Proton-exchange membrane water electrolyzers produce hydrogen from water and electricity and can be powered using renewable energy; however, the high overpotential, high cost, and limited supply of the oxygen evolution reaction (OER) electrocatalyst are key factors that hinder wide-scale adoption. Ruthenium oxide (RuO2) has a lower overpotential, lower cost, and higher global supply compared with iridium oxide (IrO2), but RuO2 is less stable than IrO2. As an approach to improve the catalytic stability, we report the effect of titanium substitution at different concentrations within nanoscale RuO2, Ru1–x Ti x O2 (x = 0–50 at. %), on the structure, OER activity, and stability using combined experiments and theory. Titanium substitution within rutile RuO2 affects the electronic structure, resulting in regions of electron accumulation and electron depletion at the surface, and shifts the d-band and O 2p band centers to higher binding energies.
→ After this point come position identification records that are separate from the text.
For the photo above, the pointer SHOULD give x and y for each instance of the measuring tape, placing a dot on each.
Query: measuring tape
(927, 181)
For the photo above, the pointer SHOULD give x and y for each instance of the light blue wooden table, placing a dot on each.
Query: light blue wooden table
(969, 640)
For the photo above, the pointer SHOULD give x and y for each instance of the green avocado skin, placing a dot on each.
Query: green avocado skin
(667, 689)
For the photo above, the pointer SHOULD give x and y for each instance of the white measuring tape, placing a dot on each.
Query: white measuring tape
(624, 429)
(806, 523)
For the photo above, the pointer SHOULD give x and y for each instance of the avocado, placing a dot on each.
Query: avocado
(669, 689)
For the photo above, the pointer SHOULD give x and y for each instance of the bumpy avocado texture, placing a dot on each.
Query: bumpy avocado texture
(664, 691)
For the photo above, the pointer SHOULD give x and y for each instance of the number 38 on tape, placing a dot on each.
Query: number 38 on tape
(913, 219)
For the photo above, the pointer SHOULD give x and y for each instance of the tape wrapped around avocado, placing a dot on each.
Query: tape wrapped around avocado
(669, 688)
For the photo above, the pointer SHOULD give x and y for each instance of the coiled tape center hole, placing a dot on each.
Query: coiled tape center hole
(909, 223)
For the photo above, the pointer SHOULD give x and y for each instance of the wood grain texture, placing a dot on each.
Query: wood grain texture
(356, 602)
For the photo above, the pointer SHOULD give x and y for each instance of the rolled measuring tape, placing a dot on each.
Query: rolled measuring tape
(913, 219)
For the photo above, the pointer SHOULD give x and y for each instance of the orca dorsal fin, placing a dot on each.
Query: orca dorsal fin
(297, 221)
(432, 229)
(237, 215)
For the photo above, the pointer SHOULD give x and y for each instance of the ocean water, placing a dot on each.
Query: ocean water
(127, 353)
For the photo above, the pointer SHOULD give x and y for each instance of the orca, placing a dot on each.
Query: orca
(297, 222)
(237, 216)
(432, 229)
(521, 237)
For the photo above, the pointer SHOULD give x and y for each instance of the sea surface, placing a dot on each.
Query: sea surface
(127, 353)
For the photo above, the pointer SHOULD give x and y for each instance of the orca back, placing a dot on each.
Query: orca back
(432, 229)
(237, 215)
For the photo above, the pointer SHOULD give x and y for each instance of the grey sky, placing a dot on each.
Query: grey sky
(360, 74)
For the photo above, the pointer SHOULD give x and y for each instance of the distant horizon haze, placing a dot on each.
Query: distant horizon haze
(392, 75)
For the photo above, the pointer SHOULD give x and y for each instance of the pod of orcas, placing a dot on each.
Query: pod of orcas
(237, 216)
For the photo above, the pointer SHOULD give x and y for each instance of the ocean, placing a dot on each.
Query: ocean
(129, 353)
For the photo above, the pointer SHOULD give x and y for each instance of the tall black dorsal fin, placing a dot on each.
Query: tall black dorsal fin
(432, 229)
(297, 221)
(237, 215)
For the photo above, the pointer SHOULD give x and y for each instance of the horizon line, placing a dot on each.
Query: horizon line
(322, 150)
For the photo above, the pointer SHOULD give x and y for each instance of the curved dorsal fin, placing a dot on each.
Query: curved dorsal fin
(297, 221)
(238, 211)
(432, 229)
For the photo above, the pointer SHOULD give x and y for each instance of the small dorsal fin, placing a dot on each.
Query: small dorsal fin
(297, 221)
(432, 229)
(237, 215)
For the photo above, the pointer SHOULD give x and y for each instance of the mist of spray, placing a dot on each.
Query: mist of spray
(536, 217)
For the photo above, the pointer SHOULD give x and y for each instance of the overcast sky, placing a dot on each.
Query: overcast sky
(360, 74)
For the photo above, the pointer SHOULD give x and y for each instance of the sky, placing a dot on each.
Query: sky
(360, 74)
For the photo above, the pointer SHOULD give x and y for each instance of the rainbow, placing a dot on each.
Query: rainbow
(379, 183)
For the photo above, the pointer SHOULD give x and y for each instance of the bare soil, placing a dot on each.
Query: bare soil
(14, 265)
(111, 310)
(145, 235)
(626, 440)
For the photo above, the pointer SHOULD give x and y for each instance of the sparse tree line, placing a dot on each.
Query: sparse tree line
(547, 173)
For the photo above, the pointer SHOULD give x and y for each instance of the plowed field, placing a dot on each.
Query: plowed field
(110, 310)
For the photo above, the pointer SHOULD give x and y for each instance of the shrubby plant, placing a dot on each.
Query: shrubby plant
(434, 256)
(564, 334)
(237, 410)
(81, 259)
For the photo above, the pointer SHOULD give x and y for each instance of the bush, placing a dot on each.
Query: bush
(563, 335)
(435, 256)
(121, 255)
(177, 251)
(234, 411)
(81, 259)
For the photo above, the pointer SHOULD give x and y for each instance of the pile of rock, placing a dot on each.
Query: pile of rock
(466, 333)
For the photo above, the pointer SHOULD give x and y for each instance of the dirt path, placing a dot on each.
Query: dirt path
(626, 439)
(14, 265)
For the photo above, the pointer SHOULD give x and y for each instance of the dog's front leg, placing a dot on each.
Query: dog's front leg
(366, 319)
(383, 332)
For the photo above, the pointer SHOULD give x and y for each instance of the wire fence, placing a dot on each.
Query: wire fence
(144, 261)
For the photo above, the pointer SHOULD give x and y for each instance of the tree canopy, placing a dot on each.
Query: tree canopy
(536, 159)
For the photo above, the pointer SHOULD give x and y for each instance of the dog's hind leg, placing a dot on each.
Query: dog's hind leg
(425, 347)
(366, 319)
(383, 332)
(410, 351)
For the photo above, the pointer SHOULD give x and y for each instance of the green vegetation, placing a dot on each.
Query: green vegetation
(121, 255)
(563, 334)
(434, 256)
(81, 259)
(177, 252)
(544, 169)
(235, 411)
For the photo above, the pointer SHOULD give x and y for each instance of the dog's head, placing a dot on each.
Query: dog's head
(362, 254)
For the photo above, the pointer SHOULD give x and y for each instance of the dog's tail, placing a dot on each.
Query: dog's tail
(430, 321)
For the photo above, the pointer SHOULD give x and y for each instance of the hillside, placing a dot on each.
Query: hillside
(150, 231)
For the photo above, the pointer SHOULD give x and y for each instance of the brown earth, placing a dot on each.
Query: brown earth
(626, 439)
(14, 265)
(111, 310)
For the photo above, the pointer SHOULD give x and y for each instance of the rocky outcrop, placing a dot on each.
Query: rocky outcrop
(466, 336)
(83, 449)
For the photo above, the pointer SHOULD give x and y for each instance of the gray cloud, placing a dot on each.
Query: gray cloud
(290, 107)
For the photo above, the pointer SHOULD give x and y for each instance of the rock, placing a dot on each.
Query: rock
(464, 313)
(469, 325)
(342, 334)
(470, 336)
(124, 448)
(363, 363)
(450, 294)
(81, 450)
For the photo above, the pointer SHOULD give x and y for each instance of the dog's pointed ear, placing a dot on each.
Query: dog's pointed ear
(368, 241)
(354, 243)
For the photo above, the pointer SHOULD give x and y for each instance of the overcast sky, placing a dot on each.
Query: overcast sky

Calculations show that the effects of Ti on the electronic structure are highly dependent on not only the concentration but also the specific dopant location. From electrochemical testing and analysis of the electrolyte and simulations, titanium substitution at low concentrations (12.5 and 20 at. %) improves catalyst stability and lowers Ru dissolution. Experiments of OER activity agree with the theory that Ti substitution results in a higher overpotential when averaging over all adsorption sites. Theoretical analysis shows that specific sites predominately act as catalytic sites for the OER, while metal dissolution occurs at different sites. Specifically, OER has the lowest barriers at penta-coordinated Ru sites, while hexa-coordinated Ru sites have the lowest energetic barriers for dissolution.